Elle ne court pas plus l’événementiel et se consacre plus volontiers à l’anodin ou en tout cas à ce qui apparaît comme dénué d’évidence. Si les circonstances l’amènent là « où il se passe quelque chose », elle porte son attention aux marges, aux à-côtés, avec ce qu’il faut de distance. Marina Cox n’est pas une photographe de l’actualité.
Si l’ailleurs l’inspire et la motive, elle photographie les mêmes choses et de la même manière selon qu’elle se trouve aux confins de l’Europe, dans le sud des États-Unis ou à côté de chez elle ; plus attachée à constater – pour mieux le montrer, évidemment – que les préoccupations et les comportements sont universels, elle ne traque pas les différences et reste insensible à l’idée de couleur locale. Marina Cox n’est pas une photographe de l’exotisme.
Tout en étant parfois physiquement absent de l’image, l’humain reste au centre de ce travail. Dès lors, quand elle se consacre au paysage, la photographe privilégie systématiquement un paysage façonné, altéré par l’homme. La nature n’y est jamais totalement paisible, il y a généralement comme une tension, un drame qui couve, prêt à briser l’apparente harmonie. Marina Cox n’est pas une photographe de la contemplation.
Ce qui importe ici, ce sont donc des lieux – habités dans tous les sens du terme. Certains choisis pour ce qu’ils symbolisent, pour l’histoire qui s’y est écrite, d’autres rencontrés par hasard, au gré des reportages, des promenades ou des voyages.
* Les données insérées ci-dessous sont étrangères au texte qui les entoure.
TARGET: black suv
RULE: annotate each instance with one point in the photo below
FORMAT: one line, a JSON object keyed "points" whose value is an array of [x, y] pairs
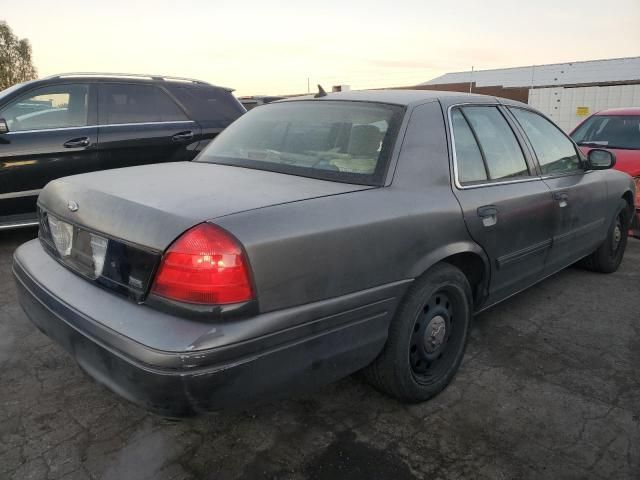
{"points": [[81, 122]]}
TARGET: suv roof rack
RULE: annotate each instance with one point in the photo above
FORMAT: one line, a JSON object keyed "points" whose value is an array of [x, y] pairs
{"points": [[127, 75]]}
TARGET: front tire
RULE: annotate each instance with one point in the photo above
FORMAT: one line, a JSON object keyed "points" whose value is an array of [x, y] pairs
{"points": [[608, 256], [427, 337]]}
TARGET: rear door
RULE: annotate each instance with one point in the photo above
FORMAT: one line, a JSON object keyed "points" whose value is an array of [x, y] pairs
{"points": [[142, 123], [52, 134], [507, 208], [579, 195]]}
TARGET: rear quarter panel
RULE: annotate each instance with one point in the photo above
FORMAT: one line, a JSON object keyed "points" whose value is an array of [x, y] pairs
{"points": [[326, 247]]}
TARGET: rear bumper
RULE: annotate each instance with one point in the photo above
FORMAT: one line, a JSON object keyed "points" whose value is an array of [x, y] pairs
{"points": [[185, 367]]}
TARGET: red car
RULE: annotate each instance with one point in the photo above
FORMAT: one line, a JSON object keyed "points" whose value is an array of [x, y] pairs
{"points": [[618, 130]]}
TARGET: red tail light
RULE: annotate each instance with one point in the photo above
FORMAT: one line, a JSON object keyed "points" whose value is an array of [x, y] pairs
{"points": [[205, 265]]}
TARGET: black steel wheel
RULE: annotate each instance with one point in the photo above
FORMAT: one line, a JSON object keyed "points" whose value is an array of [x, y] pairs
{"points": [[427, 337], [608, 256]]}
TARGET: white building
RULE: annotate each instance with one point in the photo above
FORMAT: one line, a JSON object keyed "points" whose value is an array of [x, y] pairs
{"points": [[566, 92]]}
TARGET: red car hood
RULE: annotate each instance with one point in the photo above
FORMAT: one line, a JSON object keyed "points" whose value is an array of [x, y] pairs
{"points": [[627, 161]]}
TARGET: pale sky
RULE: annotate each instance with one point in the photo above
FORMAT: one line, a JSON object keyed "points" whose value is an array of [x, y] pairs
{"points": [[262, 47]]}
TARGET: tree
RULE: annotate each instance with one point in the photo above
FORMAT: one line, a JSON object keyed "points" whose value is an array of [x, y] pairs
{"points": [[15, 58]]}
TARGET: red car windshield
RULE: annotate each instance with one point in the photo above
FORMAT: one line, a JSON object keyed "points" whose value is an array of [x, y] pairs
{"points": [[610, 131]]}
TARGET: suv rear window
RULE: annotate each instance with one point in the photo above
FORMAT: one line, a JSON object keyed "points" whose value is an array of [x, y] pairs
{"points": [[333, 140], [216, 106]]}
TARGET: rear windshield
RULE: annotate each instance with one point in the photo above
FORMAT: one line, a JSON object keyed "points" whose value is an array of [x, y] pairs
{"points": [[333, 140], [215, 106], [611, 131]]}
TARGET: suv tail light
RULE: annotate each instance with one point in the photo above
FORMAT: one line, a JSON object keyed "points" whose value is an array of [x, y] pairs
{"points": [[205, 265]]}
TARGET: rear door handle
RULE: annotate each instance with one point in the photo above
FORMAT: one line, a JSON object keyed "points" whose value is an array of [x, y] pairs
{"points": [[562, 198], [183, 136], [77, 143], [489, 215]]}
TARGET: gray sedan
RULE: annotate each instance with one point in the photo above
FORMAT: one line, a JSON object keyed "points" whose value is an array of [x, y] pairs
{"points": [[313, 238]]}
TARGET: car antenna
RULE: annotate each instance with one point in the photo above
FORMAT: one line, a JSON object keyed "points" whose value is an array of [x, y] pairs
{"points": [[321, 92]]}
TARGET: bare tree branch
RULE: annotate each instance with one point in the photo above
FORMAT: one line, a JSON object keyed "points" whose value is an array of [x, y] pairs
{"points": [[15, 58]]}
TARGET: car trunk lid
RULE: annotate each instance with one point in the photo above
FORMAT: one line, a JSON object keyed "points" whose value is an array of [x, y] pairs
{"points": [[113, 226], [151, 205]]}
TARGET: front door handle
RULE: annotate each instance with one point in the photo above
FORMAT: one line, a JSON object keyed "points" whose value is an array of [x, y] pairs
{"points": [[489, 215], [562, 198], [183, 136], [77, 142]]}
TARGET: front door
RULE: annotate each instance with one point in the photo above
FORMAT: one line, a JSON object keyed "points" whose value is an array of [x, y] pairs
{"points": [[579, 196], [141, 124], [507, 208], [52, 134]]}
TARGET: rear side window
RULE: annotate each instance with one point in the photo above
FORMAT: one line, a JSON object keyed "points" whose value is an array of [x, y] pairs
{"points": [[484, 140], [209, 104], [123, 103], [555, 152]]}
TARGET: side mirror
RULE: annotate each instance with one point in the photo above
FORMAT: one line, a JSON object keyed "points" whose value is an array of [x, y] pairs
{"points": [[600, 159]]}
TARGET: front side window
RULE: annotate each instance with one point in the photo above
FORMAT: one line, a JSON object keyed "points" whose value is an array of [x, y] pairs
{"points": [[343, 141], [125, 103], [555, 152], [610, 131], [59, 106], [486, 142]]}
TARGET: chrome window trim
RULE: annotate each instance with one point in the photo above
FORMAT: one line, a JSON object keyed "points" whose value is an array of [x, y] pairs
{"points": [[98, 126], [456, 181], [20, 194]]}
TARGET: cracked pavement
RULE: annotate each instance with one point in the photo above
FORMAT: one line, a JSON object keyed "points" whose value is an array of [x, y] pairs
{"points": [[549, 388]]}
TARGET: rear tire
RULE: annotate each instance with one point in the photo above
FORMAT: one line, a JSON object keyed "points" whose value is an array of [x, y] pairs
{"points": [[608, 256], [427, 337]]}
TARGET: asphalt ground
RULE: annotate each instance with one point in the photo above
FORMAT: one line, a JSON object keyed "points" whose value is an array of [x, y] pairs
{"points": [[549, 388]]}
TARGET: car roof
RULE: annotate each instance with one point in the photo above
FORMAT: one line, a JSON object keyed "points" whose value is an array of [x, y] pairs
{"points": [[620, 111], [406, 97], [101, 77]]}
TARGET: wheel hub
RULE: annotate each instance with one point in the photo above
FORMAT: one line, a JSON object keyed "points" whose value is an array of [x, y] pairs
{"points": [[617, 236], [435, 333]]}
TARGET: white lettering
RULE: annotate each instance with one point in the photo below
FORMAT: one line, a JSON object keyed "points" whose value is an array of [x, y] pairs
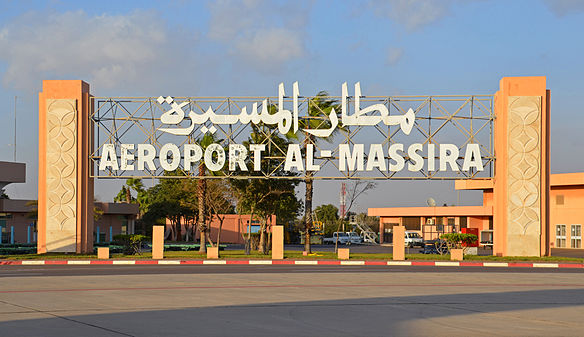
{"points": [[127, 156], [237, 156], [146, 154], [193, 153], [375, 158], [472, 158], [164, 155], [293, 158], [348, 159], [218, 150], [108, 158], [395, 156], [416, 161], [448, 155]]}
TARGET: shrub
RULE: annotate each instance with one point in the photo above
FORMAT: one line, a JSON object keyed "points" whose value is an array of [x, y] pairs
{"points": [[458, 240], [131, 243]]}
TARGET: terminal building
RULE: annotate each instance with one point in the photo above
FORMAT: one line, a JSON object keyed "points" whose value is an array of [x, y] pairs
{"points": [[18, 218], [566, 209]]}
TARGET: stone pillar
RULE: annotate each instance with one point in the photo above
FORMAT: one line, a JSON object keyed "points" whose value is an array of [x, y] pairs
{"points": [[399, 243], [277, 242], [522, 170], [65, 191], [158, 242]]}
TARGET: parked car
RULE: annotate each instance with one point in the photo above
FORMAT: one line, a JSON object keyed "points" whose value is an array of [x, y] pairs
{"points": [[355, 238], [342, 237], [413, 239]]}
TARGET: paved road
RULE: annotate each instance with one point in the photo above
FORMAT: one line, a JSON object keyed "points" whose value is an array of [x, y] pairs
{"points": [[289, 301]]}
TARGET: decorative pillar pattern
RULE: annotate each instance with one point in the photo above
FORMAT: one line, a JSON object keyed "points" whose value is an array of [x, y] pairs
{"points": [[524, 176], [61, 173]]}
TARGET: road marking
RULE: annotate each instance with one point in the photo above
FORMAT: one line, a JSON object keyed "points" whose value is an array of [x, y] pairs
{"points": [[260, 261], [214, 262], [168, 262], [352, 263], [124, 262], [399, 263], [306, 262], [78, 262], [545, 265], [33, 262], [447, 263]]}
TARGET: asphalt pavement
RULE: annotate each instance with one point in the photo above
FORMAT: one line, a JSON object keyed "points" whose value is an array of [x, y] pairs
{"points": [[231, 300]]}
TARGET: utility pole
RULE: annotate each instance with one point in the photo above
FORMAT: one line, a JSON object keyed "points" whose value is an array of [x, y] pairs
{"points": [[15, 128]]}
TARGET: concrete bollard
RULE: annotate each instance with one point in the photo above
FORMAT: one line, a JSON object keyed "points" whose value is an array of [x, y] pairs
{"points": [[456, 254], [103, 253], [213, 252], [399, 243], [157, 242], [277, 242], [343, 253]]}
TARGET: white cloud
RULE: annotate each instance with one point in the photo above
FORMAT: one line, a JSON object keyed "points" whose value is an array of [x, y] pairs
{"points": [[565, 7], [414, 14], [265, 34], [393, 55], [109, 51]]}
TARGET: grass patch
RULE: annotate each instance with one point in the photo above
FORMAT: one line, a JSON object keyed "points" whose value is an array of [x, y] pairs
{"points": [[289, 254]]}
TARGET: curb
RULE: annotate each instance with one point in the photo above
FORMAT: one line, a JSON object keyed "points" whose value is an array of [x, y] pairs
{"points": [[299, 262]]}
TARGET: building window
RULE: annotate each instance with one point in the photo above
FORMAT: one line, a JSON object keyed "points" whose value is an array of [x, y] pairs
{"points": [[463, 222], [576, 236], [561, 236]]}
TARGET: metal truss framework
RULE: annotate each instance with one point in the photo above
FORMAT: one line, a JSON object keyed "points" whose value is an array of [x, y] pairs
{"points": [[458, 120]]}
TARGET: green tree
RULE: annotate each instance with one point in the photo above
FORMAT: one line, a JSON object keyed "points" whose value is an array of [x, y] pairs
{"points": [[318, 111], [264, 197], [220, 200], [329, 215], [169, 200], [204, 142], [125, 194]]}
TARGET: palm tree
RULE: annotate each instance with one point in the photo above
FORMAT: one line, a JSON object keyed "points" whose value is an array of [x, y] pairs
{"points": [[319, 108], [204, 142]]}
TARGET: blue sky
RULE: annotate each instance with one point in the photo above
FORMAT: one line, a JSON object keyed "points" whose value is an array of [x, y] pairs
{"points": [[236, 48]]}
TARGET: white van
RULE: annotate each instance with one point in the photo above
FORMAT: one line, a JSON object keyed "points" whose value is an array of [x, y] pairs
{"points": [[413, 239]]}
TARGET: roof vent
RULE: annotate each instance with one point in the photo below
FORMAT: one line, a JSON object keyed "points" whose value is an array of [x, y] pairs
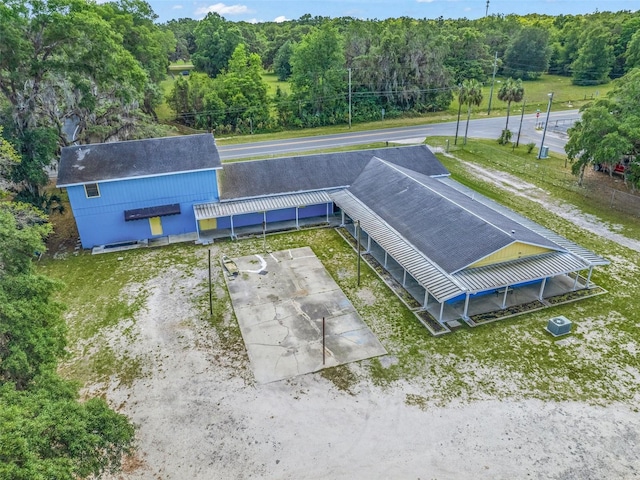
{"points": [[559, 326]]}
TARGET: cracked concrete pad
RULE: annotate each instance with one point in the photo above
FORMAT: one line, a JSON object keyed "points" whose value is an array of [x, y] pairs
{"points": [[279, 300]]}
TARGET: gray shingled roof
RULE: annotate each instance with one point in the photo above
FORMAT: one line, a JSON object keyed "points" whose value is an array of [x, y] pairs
{"points": [[137, 158], [449, 227], [316, 172]]}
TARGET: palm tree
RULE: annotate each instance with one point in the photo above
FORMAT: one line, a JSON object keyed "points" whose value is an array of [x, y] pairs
{"points": [[511, 91], [473, 89]]}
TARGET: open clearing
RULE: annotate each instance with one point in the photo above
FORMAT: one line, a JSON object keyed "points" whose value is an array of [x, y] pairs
{"points": [[501, 401], [284, 308]]}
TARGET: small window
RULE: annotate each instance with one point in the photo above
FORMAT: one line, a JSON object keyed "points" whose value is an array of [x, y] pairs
{"points": [[92, 190]]}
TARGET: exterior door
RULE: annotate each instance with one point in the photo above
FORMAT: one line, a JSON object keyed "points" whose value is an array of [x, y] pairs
{"points": [[156, 226]]}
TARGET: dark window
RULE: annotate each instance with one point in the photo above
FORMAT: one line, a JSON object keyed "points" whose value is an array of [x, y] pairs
{"points": [[92, 190]]}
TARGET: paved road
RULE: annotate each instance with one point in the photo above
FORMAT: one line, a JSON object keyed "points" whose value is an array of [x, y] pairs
{"points": [[482, 128]]}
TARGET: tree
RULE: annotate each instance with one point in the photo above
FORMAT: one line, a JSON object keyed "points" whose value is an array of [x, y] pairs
{"points": [[473, 96], [45, 432], [633, 52], [528, 54], [318, 73], [282, 61], [216, 39], [609, 129], [511, 91], [595, 58], [9, 159], [61, 60]]}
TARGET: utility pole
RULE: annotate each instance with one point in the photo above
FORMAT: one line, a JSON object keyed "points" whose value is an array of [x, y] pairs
{"points": [[493, 78], [349, 97], [524, 104], [544, 132]]}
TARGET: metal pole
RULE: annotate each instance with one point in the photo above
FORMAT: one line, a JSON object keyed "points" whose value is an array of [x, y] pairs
{"points": [[358, 235], [524, 104], [349, 97], [493, 79], [323, 341], [544, 132], [210, 292]]}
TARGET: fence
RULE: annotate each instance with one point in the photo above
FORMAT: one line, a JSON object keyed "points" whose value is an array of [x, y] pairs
{"points": [[594, 185]]}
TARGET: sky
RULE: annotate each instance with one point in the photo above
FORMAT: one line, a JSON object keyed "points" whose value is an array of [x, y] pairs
{"points": [[282, 10]]}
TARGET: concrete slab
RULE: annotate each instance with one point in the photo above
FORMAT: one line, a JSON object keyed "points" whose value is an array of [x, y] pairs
{"points": [[280, 299]]}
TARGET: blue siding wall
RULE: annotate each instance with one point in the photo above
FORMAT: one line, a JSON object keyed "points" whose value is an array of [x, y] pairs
{"points": [[101, 221]]}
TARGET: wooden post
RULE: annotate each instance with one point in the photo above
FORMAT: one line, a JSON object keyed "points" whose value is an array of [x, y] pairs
{"points": [[210, 293], [323, 340], [358, 235]]}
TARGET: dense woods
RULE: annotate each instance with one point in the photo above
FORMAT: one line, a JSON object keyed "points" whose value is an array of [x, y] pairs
{"points": [[73, 71]]}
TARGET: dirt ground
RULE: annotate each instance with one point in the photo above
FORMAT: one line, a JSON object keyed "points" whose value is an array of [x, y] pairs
{"points": [[200, 415]]}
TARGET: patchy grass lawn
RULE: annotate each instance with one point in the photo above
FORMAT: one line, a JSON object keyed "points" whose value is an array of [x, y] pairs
{"points": [[514, 358]]}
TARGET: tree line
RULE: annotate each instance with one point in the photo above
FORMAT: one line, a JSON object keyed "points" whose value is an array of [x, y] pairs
{"points": [[392, 67]]}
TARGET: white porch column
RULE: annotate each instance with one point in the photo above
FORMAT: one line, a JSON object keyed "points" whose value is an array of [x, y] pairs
{"points": [[466, 306], [589, 277], [544, 282]]}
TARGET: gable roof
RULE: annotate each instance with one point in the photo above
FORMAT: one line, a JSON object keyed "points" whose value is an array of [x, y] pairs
{"points": [[316, 172], [103, 162], [450, 228]]}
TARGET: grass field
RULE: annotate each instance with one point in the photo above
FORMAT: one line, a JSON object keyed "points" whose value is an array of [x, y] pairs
{"points": [[509, 359]]}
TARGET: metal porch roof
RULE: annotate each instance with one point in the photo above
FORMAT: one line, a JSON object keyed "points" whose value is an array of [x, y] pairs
{"points": [[428, 274], [591, 258], [262, 204]]}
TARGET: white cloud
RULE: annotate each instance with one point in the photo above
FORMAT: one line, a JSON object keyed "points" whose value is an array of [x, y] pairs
{"points": [[222, 9]]}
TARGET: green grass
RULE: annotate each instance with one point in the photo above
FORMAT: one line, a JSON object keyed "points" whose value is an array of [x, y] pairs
{"points": [[271, 79], [509, 359]]}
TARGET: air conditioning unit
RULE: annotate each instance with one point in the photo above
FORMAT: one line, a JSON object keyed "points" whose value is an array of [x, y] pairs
{"points": [[559, 326]]}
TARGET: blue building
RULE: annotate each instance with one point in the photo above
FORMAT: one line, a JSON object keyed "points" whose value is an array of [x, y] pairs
{"points": [[456, 252], [139, 190]]}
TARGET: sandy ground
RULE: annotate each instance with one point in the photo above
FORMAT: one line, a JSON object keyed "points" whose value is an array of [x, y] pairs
{"points": [[200, 414]]}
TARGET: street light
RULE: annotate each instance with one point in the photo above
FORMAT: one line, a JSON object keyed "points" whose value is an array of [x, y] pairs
{"points": [[544, 132]]}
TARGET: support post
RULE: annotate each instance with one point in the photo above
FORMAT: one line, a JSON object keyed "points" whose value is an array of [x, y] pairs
{"points": [[349, 98], [589, 277], [358, 235], [323, 341], [544, 282], [466, 307], [210, 290]]}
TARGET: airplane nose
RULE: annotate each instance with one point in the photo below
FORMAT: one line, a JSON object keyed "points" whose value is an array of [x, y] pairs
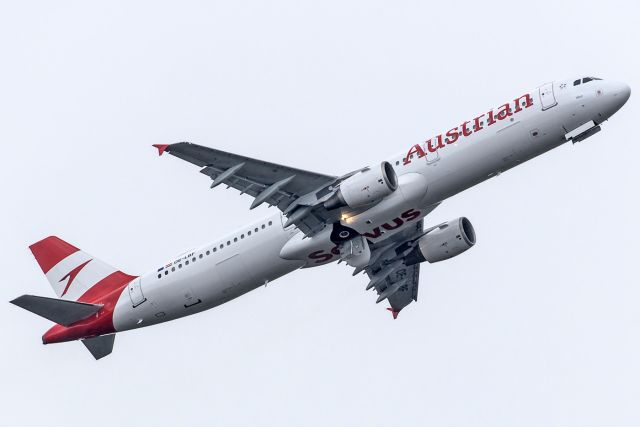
{"points": [[619, 94], [624, 92]]}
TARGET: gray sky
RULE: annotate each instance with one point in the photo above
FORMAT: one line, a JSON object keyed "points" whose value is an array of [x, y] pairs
{"points": [[536, 325]]}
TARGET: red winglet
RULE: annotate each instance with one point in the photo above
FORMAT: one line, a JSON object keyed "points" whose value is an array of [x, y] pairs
{"points": [[161, 148]]}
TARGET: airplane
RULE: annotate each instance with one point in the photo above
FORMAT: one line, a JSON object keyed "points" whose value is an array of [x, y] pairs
{"points": [[371, 218]]}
Ces lieux et ceux qui les occupent, la photographe se les est appropriés, elle les a intégrés à sa propre histoire et les a marqués du sceau de son écriture avec ce sens de la composition et de l’organisation
de l’espace qui constituent sa signature visuelle.
En fin de compte, ce qui unit une serveuse de l’Old Southern Tearoom et un jeune homme rêvassant dans un musée bruxellois, un ponton au bord d’un bayou de Louisiane et deux bouleaux devant un vestige du mur de Berlin, une petite tsigane et les admirateurs de Guernica, les eaux troubles de la Spree et les flammes qui s’élèvent d’un champ de canne à sucre, un cheval égaré dans les rues de Timisoara et une fillette jouant sur une place madrilène, l’improbable liant de tous ces lieux et de tous ces personnages, c’est le regard qu’une photographe a porté sur eux. Marina Cox est photographe.